Setting the Career Path in College: A Tale of Two Choices Five Years Later

College students notoriously have overwhelming schedules. Many balance going to school full time, having part-or full-time employment, living on their own, and maintaining relationships. In the whirlwind of the college lifestyle, students can lose sight of how college should support and propel their career, and instead become only focused on grades and graduation day.

According to a survey of over 1,000 employers, more than half of employers thought it was difficult to find a qualified applicant. The same study also found only 10 percent of employers thought colleges did an “excellent” job at preparing students for a career.1 At a time when college tuition is on the rise and job placement is still on the mend, students need to take advantage of the time and money spent in college. It’s essential that students are invested in their academic studies in their college days, but it’s equally important that they step outside of themselves as a college student and consider what can be done today to help them get where they want to be professionally tomorrow.

Consider the following two graduates.

Josh graduated from college five years ago. Today, he is in an entry-level position at a company he doesn’t plan on staying with long-term. He held another job prior to this one for two years straight out of college that wasn’t the right fit for him either. After having some real-world experience in the workforce, Josh feels he is finding his path. Looking back on his college days, Josh remembers working hard to support himself with part-time wages, going to school full time, and earning good grades. However, he wishes his college education would have given him a jumpstart to his career and helped him identify his personal passions and interests.

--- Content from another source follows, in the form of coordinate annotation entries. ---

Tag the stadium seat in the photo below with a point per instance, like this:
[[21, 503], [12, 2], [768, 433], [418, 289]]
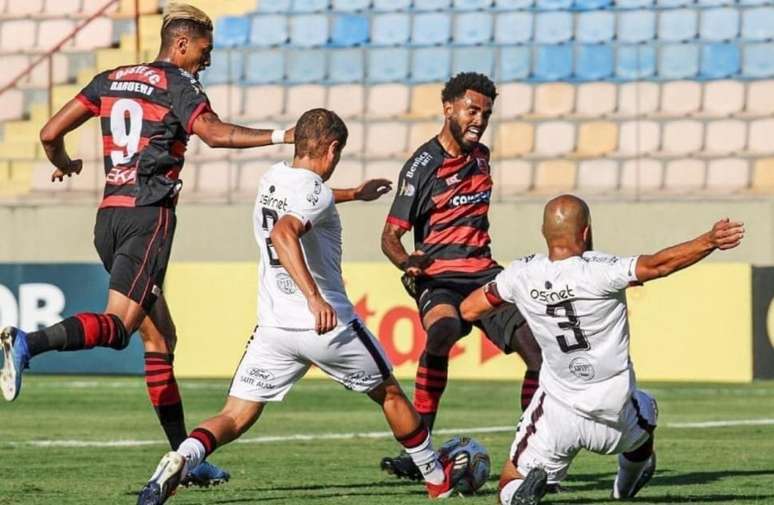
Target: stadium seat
[[553, 63], [554, 138], [264, 67], [758, 60], [346, 65], [758, 24], [305, 65], [678, 61], [597, 176], [388, 65], [514, 140], [474, 59], [553, 27], [391, 29], [513, 28], [593, 62], [431, 28], [719, 60], [682, 137], [554, 99], [595, 27], [431, 64], [635, 62], [231, 31], [309, 30], [636, 26], [514, 63], [472, 28], [677, 25], [595, 99], [349, 30], [387, 100]]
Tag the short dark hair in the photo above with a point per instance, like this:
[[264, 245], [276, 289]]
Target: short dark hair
[[315, 130], [457, 86]]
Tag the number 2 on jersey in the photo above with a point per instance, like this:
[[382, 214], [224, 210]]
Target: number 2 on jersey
[[581, 343]]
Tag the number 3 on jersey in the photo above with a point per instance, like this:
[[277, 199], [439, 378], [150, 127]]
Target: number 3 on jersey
[[581, 344]]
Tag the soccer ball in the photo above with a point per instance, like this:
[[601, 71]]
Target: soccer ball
[[478, 463]]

Emilio has also been out of college for five years. He landed a job right out of college with his political science degree, and is now making salary as a manager at the company he interned at. In college, he had a part-time job, had a full-time school schedule, and earned good grades. He was excited by his classes to get involved in the field right away and volunteered to campaign in his district for the upcoming election. He also held an internship at the State Capitol his junior year that showed him he didn’t want to work directly with the state or federal government. In his senior year, he got an internship at a nonprofit. They liked that Emilio had had the experience at the State Capitol that showed him he was a better fit for a smaller operation. They also thought it showed great passion and initiative that he volunteered in his district, even though he had a full schedule. The nonprofit offered a full-time position to Emilio after graduation, and he looks forward to growing with the company.

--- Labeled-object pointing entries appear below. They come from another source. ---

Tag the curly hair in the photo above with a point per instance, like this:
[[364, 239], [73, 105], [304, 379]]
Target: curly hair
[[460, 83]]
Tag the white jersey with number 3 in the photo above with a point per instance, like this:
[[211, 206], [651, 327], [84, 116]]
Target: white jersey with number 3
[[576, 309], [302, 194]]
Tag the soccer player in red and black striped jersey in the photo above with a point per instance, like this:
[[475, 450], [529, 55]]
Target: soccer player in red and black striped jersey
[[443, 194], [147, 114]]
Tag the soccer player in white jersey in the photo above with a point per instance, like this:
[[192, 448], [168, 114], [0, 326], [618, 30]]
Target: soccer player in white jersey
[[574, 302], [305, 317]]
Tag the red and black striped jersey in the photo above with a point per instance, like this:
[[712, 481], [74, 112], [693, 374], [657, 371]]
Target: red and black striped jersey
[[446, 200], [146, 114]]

A college degree is increasingly important to be placed in today’s workforce; however, it’s not everything. The reality for students is they must expand beyond a literal mentality in college and ask bigger questions, set loftier goals, and bring something significant to the table. Students have vast opportunities for experiential learning in college, where they can explore, contribute, and make mistakes with some security. New college grads who leave school with practical skills and real knowledge of the workforce hit the ground running and get prepared for a promotion path throughout their career.

1“Employers Say College Graduates Lack Job Skills,” by Lacey Johnson. 5 December 2011. The Chronicle. Accessed on 21 May 2012.